Export Artefact Security Data
This script will create an export file ACL (Access Control List) in the correct format that can be used as a template for the import or a back up of the security. To create this there must be at lease one item with security applied.
/* RTPS: {gRTP_Input_Password} */
//Encrypt the password of a Service Administrator in the source environment
String PlainTextPWD = rtps.gRTP_Input_Password.toString()
EpmAutomate automate = getEpmAutomate()
EpmAutomateStatus encryptstatus1 = automate.execute('encrypt',PlainTextPWD,'EncryptKey','AdminUserID.epw')
if(encryptstatus1.getStatus() != 0) throwVetoException(encryptstatus1.getOutput())
println(encryptstatus1.getOutput())
/*********************************************************************************************************/
// creates EPMAutomate session on SAS Instance - similar to EPMAutomate batch session on a server
EpmAutomateStatus login12teststatus = automate.execute('login', 'user@impactEPM.com','AdminUserID.epw' , 'https://plan-test-Domain.epm.ca-montreal-1.ocs.oraclecloud.com')
EpmAutomateStatus runStatus = automate.execute('exportAppSecurity','Acl_Security_file.csv')
if(runStatus.getStatus() != 0) {
println("Run Status"+runStatus.getOutput())
}
The file will be created in the Inbox/Outbox Explorer.
Below is a sample of an ACL (Access Control List) file format.
| Object Name | Name | Parent | Is User | Object Type | Access Type | Access Mode | Remove |
| River | TTC_Brand_River | N | SL_DIMENSION | READWRITE | @IDESCENDANTS | ||
| TTC Group | TTC_Brand_TTC_Group | N | SL_DIMENSION | READWRITE | @IDESCENDANTS | ||
| Revenue_Intercompany | TTC_Common_Dimensions | N | SL_DIMENSION | READWRITE | MEMBER | ||
| Other_Revenue | TTC_Common_Dimensions | N | SL_DIMENSION | READWRITE | MEMBER | ||
| Commissions | TTC_Common_Dimensions | N | SL_DIMENSION | READWRITE | @IDESCENDANTS | ||
| Forms | TTC_Common_Dimensions | / | N | SL_FORMFOLDER | READWRITE | @IDESCENDANTS | |
| Step2 | TTC_Step2 | /FPNA | N | SL_CALCFOLDER | LAUNCH | @IDESCENDANTS | |
| STEP5_Adjustment (+/-) | TTC_Step5 | N | SL_DIMENSION | READWRITE | MEMBER | ||
| Step5 | TTC_Step5 | /FPNA | N | SL_CALCFOLDER | LAUNCH | @IDESCENDANTS |
For full details of field values in object type, access type & access model see: Import Security in Oracle’s documentation.

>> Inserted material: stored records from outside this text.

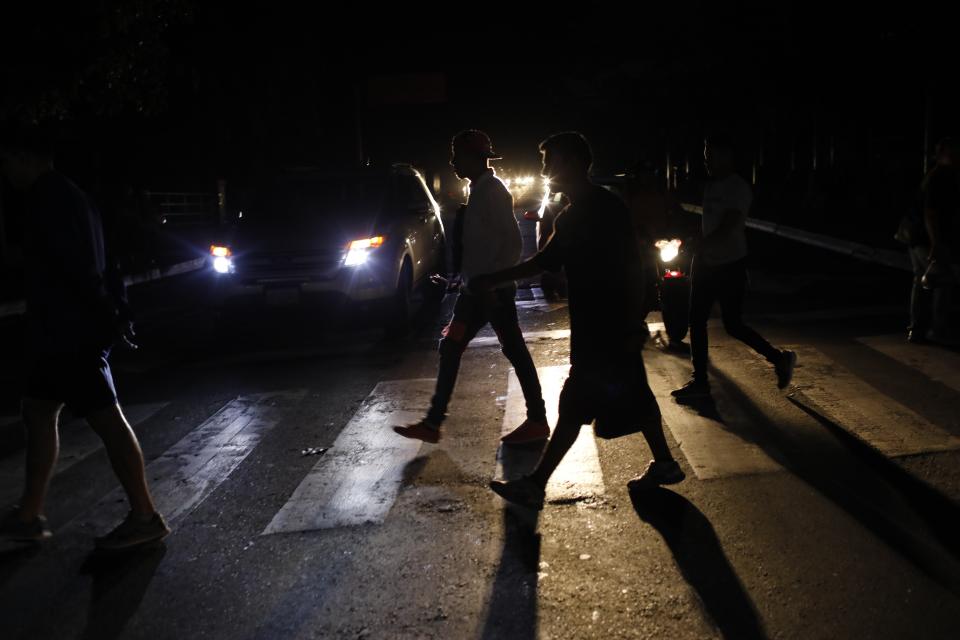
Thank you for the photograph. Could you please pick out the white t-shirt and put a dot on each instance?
(491, 235)
(726, 194)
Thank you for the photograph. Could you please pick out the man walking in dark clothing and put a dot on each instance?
(73, 319)
(593, 241)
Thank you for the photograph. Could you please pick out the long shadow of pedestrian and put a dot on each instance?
(512, 610)
(701, 560)
(858, 479)
(119, 584)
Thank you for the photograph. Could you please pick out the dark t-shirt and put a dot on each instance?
(941, 192)
(593, 240)
(68, 306)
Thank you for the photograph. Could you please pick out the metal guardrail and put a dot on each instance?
(184, 208)
(19, 307)
(894, 259)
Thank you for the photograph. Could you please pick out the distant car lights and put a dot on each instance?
(222, 262)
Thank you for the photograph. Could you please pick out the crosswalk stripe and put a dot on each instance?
(528, 336)
(357, 481)
(879, 421)
(187, 473)
(713, 448)
(579, 474)
(77, 442)
(932, 361)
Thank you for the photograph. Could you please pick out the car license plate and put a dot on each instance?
(282, 296)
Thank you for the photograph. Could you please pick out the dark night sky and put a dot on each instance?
(276, 83)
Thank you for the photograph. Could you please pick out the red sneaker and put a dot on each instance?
(423, 430)
(528, 431)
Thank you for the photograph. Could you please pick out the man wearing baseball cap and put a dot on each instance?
(490, 240)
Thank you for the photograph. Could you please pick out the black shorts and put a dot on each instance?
(615, 392)
(83, 382)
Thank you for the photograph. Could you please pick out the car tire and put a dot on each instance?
(397, 321)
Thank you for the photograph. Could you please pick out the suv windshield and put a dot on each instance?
(314, 197)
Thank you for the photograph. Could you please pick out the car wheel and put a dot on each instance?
(398, 314)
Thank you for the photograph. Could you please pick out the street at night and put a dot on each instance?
(307, 242)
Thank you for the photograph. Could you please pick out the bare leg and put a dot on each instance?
(657, 441)
(43, 444)
(126, 458)
(563, 437)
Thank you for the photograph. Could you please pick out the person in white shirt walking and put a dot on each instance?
(720, 270)
(490, 241)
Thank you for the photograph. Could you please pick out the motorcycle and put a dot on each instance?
(672, 283)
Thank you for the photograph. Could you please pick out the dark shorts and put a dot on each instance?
(83, 382)
(616, 392)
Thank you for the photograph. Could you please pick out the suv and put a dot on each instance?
(369, 238)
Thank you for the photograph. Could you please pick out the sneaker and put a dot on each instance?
(528, 431)
(784, 368)
(693, 389)
(524, 492)
(423, 430)
(13, 529)
(657, 473)
(133, 532)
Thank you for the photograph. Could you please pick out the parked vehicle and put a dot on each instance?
(367, 239)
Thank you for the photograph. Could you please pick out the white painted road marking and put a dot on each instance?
(879, 421)
(714, 449)
(357, 481)
(936, 363)
(188, 472)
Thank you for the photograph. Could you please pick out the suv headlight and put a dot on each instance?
(359, 250)
(222, 260)
(669, 249)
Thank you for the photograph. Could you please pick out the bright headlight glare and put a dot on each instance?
(222, 264)
(669, 249)
(359, 250)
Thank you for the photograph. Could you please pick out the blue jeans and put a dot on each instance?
(470, 314)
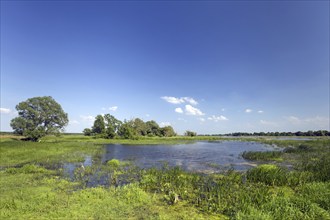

Import Artefact Security Data
Once the file is updated and uploaded back to the Inbox/Outbox Explorer, this script can be used to import the security.
/* RTPS: {gRTP_Input_Password} */
//Encrypt the password of a Service Administrator in the source environment
String PlainTextPWD = rtps.gRTP_Input_Password.toString()
EpmAutomate automate = getEpmAutomate()
EpmAutomateStatus encryptstatus1 = automate.execute('encrypt',PlainTextPWD,'EncryptKey','AdminUserID.epw')
if(encryptstatus1.getStatus() != 0) throwVetoException(encryptstatus1.getOutput())
println(encryptstatus1.getOutput())
/*********************************************************************************************************/
// creates EPMAutomate session on SAS Instance - similar to EPMAutomate batch session on a server
EpmAutomateStatus login12teststatus = automate.execute('login', 'user@impactepm.com','AdminUserID.epw' , 'https://plan-test-Domain.epm.ca-montreal-1.ocs.oraclecloud.com')
EpmAutomateStatus runStatus = automate.execute('importAppSecurity','Acl_Security_file.csv', 'clearall=true')
if(runStatus.getStatus() != 0) {
println("Run Status"+runStatus.getOutput())
}
When I was testing this in October 2025 the clearall=true didn’t seem to work, so I had to set the remove column to Y to reset the security.